Anyways, I will start a new topic.
If it helps anyone I have not cleared the partition of the files that were installed, so by right there should be a log that has info on what was happening. Just need instructions on finding them so I can post them.
There is also Ventoy which should have on issue with any OpenSUSE ISO. I know cause I’ve installed Tumbleweed in the pass from a Ventoy key without issue.
I would suggest it is a OpenSUSE issue and not a Ventoy issue. It’s amazing that when a ISO doesn’t work proper;ly with Ventoy they manage to fix Ventoy so it does. Since OpenSUSE ISO consistantly don’t like to work with Ventoy it suggest that the design of the particular ISO is the issue and not Ventoy.
Understanding the base problem is really important. Ventoy added arbitrary boot parameters to the installer and not openSUSE. That means Ventoy altered the kernel command line parameters which prevented sucessful operation of the OS. I recommend to search bugzilla and forum and to read the provided links. The “fix” of Ventoy was to remove these wrong parameters (added by Ventoy) after users complained about Ventoy breaking installations.
It can easily be seen (documented in issues and bugreports) that Ventoy added boot parameters like
rdinit=/vtoy/vtoy
VTOY_LINUX_REMOUNT
In other words, Ventoy alters the installation media. That is why responsible devs warn before the use of Ventoy.
If you insist to use it, you can do it. It is your system and your sacurity. But don’t advertise it here.

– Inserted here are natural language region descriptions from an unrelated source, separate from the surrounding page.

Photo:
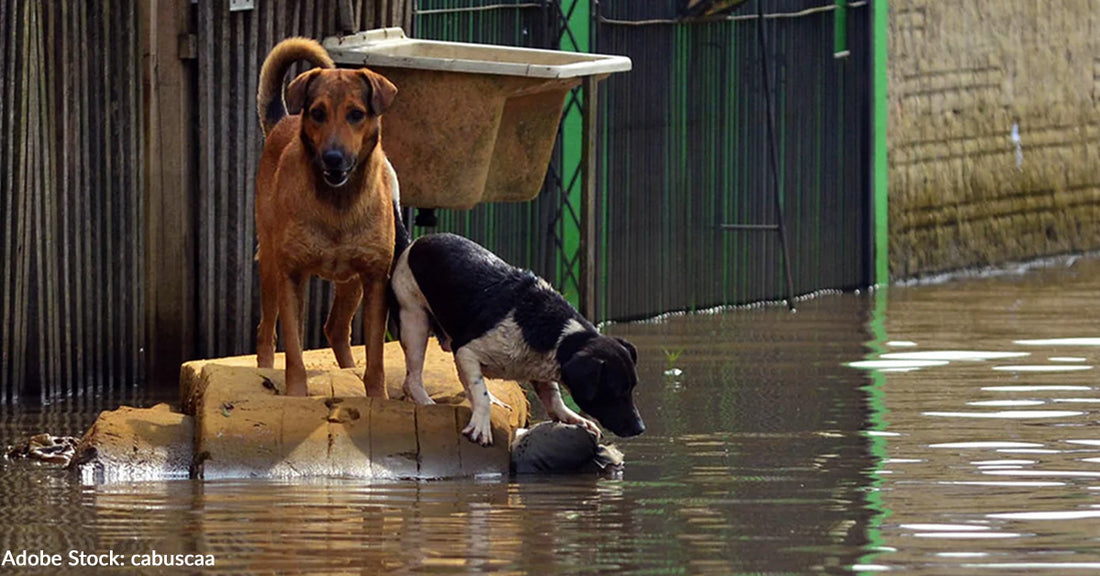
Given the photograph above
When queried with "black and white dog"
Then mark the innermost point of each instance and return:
(505, 322)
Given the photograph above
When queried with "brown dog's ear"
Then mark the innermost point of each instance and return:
(382, 91)
(299, 87)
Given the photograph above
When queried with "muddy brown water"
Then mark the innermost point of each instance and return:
(968, 445)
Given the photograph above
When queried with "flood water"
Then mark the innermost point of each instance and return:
(934, 429)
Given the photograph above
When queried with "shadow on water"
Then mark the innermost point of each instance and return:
(936, 429)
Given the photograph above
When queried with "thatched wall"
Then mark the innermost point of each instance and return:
(960, 75)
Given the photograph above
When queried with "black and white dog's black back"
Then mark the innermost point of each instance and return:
(506, 322)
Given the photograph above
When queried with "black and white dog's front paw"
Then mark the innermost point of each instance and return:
(480, 429)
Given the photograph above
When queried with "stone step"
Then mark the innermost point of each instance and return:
(234, 423)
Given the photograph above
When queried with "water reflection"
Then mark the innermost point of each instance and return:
(988, 444)
(945, 429)
(754, 462)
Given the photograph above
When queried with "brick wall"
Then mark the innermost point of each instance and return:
(960, 75)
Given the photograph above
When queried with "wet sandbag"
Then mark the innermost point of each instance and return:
(554, 447)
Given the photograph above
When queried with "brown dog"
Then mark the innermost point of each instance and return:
(326, 206)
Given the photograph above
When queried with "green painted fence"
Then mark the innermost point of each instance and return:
(683, 150)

openSUSE is easy Most Linuxes need special change to boot from USB. openSUSE is boot ready simply do a clean unchanged binary copy to the device, NOT a partition on the device direct to the device.
I simply use cp others recommend dd. Generally GUI Linux copiers modify the iso code thus breaking openSUSE, Some do offer a dd mode but that is usually not obvious
@CummingCowGirl Well then best do your due diligence on using a third party product…

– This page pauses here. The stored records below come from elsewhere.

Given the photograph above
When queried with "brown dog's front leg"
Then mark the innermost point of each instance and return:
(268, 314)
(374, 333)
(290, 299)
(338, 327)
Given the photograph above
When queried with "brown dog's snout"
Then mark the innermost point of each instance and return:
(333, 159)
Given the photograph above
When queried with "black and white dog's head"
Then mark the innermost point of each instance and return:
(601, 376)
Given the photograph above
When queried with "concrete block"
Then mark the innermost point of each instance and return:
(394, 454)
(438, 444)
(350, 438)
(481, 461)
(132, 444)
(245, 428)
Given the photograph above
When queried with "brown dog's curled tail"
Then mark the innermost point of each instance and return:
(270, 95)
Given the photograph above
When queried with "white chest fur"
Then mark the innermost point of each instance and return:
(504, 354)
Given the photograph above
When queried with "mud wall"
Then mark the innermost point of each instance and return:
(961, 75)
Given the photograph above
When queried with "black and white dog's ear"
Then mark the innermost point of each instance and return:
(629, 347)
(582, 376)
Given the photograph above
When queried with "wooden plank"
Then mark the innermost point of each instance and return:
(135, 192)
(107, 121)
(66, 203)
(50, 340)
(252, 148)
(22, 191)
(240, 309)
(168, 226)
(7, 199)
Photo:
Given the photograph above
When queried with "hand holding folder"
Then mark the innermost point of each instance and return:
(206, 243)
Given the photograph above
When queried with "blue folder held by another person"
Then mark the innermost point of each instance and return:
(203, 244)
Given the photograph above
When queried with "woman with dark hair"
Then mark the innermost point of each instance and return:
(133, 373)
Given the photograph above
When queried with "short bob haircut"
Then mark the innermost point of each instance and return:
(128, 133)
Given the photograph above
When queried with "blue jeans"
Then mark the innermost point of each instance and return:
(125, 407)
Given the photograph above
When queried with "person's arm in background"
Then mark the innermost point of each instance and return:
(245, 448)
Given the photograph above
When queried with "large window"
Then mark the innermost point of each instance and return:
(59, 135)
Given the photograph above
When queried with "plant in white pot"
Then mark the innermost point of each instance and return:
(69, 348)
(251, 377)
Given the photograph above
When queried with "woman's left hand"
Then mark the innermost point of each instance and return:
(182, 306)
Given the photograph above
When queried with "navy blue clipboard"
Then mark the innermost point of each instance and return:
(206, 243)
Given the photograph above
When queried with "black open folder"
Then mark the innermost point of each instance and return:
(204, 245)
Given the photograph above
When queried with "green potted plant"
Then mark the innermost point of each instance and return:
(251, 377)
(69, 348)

Compare the output of the distribution images with fdisk -l some.iso but as @gogalthorp indicated a simple dd if=/path/to/downloaded.iso of=/dev/sd<X> bs=4M status=progress && sync should work.
My point was and is that they install from Ventoy and once installed run as intended by the OS’s devs. Not wanting your OS to work with a tool that makes things easier for your users screams our way or the highway.

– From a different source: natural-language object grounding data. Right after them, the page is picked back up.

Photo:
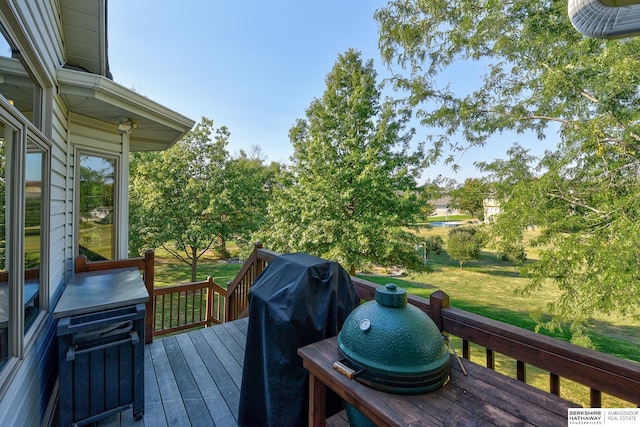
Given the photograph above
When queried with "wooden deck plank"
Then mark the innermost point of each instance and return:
(154, 415)
(151, 391)
(228, 388)
(231, 365)
(174, 409)
(189, 391)
(211, 394)
(238, 333)
(232, 346)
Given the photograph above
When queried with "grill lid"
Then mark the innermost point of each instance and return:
(393, 345)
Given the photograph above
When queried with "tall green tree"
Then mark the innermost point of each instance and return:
(352, 185)
(463, 244)
(194, 197)
(469, 197)
(541, 76)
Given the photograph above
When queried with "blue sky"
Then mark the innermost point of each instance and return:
(253, 66)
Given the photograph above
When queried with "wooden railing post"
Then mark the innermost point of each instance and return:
(437, 301)
(81, 263)
(149, 265)
(210, 301)
(259, 265)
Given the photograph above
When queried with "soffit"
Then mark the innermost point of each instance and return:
(606, 19)
(84, 35)
(102, 99)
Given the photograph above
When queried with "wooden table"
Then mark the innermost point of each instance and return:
(482, 398)
(101, 290)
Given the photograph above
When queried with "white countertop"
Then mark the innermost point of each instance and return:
(101, 290)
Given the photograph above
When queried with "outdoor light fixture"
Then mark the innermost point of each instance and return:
(606, 19)
(127, 126)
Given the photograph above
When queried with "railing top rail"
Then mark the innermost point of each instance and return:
(601, 371)
(182, 287)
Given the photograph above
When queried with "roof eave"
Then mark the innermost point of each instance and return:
(594, 18)
(95, 96)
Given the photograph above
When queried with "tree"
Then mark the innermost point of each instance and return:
(352, 185)
(241, 205)
(433, 244)
(542, 77)
(193, 197)
(470, 196)
(463, 244)
(513, 252)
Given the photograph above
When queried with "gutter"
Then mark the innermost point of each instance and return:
(594, 18)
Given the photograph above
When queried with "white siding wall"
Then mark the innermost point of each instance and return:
(34, 25)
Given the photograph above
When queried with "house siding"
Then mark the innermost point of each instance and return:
(26, 400)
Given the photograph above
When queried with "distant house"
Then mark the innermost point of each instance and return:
(59, 107)
(491, 209)
(442, 207)
(101, 212)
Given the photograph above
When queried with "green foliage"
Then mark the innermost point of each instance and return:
(434, 244)
(463, 244)
(469, 197)
(351, 189)
(193, 197)
(541, 76)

@CummingCowGirl The way I see it adding a third party tool has the potential to compromise security, can you use secure boot with a current/unrevoked certificate.
You can but you need to trust the Ventoy, at least temporary. But as you are going to use it anyway I guess it does not pose additional security risk. secure . Ventoy
Of course, it does require user to understand what’s going on. It is no more plug and play.